Industry today manufactures proteins on a large scale using natural ribosomes, which evolved over millions of years for natural, not industrial, reasons. Church said that being able to create a ribosome means also being able to tweak it so it better fits industrial needs. One possible use would be to create mirror-image proteins that would be less susceptible to breakdown by enzymes, making them longer-lived.
“You really are in control. It’s like the hood is off and you can tinker directly,” Church said.
The advance breaks a 40-year period with little progress in artificial ribosome creation, Church said. The last significant work in this area was done in 1968, when researchers assembled an artificial ribosome, but in an unusual chemical environment rather than an environment in which protein synthesis normally occurs, as Church and Jewett did.
Church and Jewett expected creating the artificial ribosome and getting it to produce proteins would be the toughest steps in making an artificial cell. They were amazed, Church said, when the task was accomplished in just a year.
The ultimate goal is to create an artificial genome of 151 genes that they believe are the minimum to create a functioning, self-replicating cell.
“It could be that the hardest steps are still ahead of us,” Church said.
Joining Church at Saturday’s event were human genome pioneer and visiting scholar Craig Venter; Jack Szostak, professor of genetics at Harvard Medical School and Massachusetts General Hospital; George Whitesides, Woodford L. and Ann A. Flowers Professor of Chemistry and Chemical Biology; and Andrew Knoll, Fisher Professor of Natural History and professor of Earth and Planetary Sciences. Harvard Provost Steven E. Hyman introduced the event. It was moderated by professor of astronomy and Origins of Life Director Dimitar Sasselov.
Szostak presented his recent research into the creation and propagation of synthetic cells, showing that membranes form from simple fat molecules spontaneously under certain conditions. In addition to the membranes, he reviewed research into possible ways that basic genetic information may have originally been stored and conveyed in simple RNA-like molecules. His work, he said, is exploring the properties of these RNA-like molecules, seeking variations that make them better early candidates to store and replicate genetic information than either DNA or RNA, which perform those functions in modern cells, but require complex molecular machinery to do so.

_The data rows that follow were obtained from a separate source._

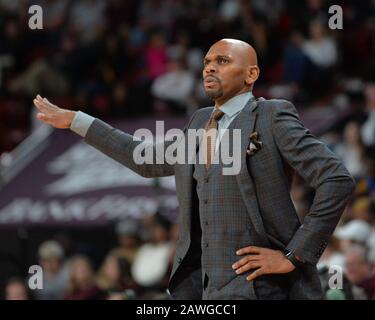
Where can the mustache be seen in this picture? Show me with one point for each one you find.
(212, 77)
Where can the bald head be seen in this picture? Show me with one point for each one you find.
(242, 49)
(230, 69)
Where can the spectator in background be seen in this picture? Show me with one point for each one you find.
(82, 280)
(332, 256)
(368, 128)
(55, 271)
(353, 232)
(156, 56)
(320, 48)
(321, 52)
(86, 19)
(358, 269)
(16, 289)
(128, 238)
(366, 185)
(151, 265)
(175, 87)
(351, 150)
(114, 277)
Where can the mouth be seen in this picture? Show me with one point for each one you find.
(210, 81)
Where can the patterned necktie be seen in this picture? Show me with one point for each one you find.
(210, 134)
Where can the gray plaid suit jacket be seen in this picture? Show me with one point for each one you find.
(264, 186)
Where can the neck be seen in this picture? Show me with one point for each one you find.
(220, 101)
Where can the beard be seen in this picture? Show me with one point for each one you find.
(213, 94)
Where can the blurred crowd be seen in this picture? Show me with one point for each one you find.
(126, 59)
(137, 268)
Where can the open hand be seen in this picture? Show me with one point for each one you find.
(52, 114)
(263, 260)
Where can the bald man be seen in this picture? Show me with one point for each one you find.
(240, 236)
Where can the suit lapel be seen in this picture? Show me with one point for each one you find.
(246, 122)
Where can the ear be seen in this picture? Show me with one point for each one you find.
(252, 75)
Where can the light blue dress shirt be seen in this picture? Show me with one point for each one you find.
(82, 121)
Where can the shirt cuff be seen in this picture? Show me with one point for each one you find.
(81, 123)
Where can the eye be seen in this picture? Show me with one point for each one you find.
(223, 61)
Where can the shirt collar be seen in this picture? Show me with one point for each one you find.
(236, 104)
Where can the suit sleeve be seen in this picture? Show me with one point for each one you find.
(120, 146)
(323, 171)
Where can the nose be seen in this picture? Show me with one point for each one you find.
(210, 68)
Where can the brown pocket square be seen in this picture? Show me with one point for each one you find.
(255, 144)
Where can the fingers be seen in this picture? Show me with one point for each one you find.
(245, 260)
(255, 274)
(43, 103)
(249, 266)
(249, 249)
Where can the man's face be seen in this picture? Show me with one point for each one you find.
(224, 72)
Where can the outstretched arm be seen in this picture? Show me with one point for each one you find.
(114, 143)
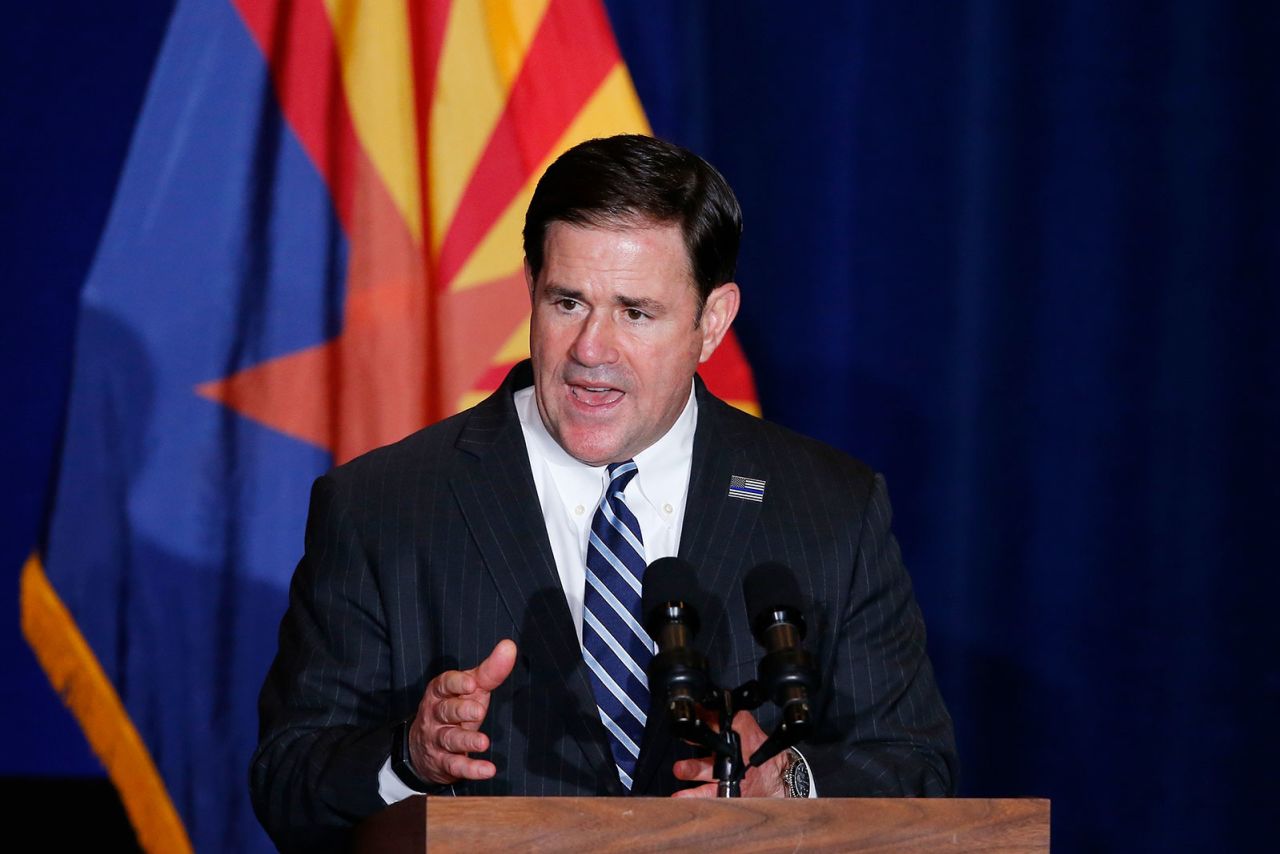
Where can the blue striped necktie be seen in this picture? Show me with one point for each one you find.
(615, 644)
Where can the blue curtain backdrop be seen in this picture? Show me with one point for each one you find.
(1022, 257)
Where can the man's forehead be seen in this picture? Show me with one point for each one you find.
(641, 238)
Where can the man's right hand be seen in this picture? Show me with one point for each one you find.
(447, 725)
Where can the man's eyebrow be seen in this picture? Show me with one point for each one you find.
(561, 292)
(643, 304)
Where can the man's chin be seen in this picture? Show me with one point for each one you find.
(592, 448)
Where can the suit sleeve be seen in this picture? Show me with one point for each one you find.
(324, 708)
(883, 727)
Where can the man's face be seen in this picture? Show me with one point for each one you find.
(615, 337)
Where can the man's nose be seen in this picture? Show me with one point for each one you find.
(595, 343)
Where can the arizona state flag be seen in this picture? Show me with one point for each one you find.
(314, 250)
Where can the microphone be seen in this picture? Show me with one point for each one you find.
(787, 674)
(679, 671)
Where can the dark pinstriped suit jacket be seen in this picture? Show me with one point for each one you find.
(423, 555)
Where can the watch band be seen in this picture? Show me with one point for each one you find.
(796, 775)
(401, 762)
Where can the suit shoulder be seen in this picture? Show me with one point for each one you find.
(822, 464)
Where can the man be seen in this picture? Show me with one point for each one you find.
(464, 620)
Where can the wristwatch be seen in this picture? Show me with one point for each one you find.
(403, 766)
(796, 776)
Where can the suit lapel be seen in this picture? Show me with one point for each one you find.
(499, 502)
(713, 539)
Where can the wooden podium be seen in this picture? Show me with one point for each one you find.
(597, 825)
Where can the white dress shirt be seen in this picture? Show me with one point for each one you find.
(568, 493)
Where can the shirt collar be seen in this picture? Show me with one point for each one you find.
(662, 467)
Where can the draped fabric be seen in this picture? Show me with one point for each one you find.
(314, 250)
(1024, 259)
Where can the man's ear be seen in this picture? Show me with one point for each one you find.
(717, 316)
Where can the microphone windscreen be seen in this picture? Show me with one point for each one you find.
(771, 585)
(668, 579)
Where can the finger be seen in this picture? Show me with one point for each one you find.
(453, 683)
(494, 670)
(464, 768)
(458, 709)
(709, 790)
(693, 770)
(453, 739)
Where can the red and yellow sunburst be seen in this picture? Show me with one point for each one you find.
(430, 123)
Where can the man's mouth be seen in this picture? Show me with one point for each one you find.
(595, 394)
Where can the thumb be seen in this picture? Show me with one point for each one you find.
(494, 670)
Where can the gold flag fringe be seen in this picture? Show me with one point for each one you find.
(77, 676)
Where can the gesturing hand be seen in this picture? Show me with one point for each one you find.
(764, 781)
(447, 725)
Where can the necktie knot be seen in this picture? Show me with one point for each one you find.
(620, 475)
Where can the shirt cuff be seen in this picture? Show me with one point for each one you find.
(391, 788)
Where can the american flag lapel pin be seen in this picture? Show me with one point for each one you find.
(745, 488)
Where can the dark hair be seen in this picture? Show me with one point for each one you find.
(634, 179)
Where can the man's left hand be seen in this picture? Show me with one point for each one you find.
(764, 781)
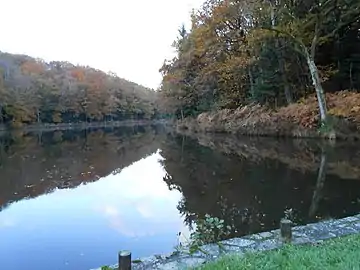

In his presentation, Venter described the search for genes around the world, saying that microbes have been found on earth that can withstand radiation levels far beyond that which would be lethal to humans, that can live in corrosive liquids that would eat away a human finger dipped in it, and in a wide array of other environments. The growing library of genes from creatures of all kinds – totaling 50,000 gene families – has created a database from which industry can pick and choose genes for particular applications. Using genetic engineering, synthetic genomes can be created to do such useful things as create clean-burning synthetic fuels, he said.
“I think we’re limited primarily by our own imagination,” Venter said.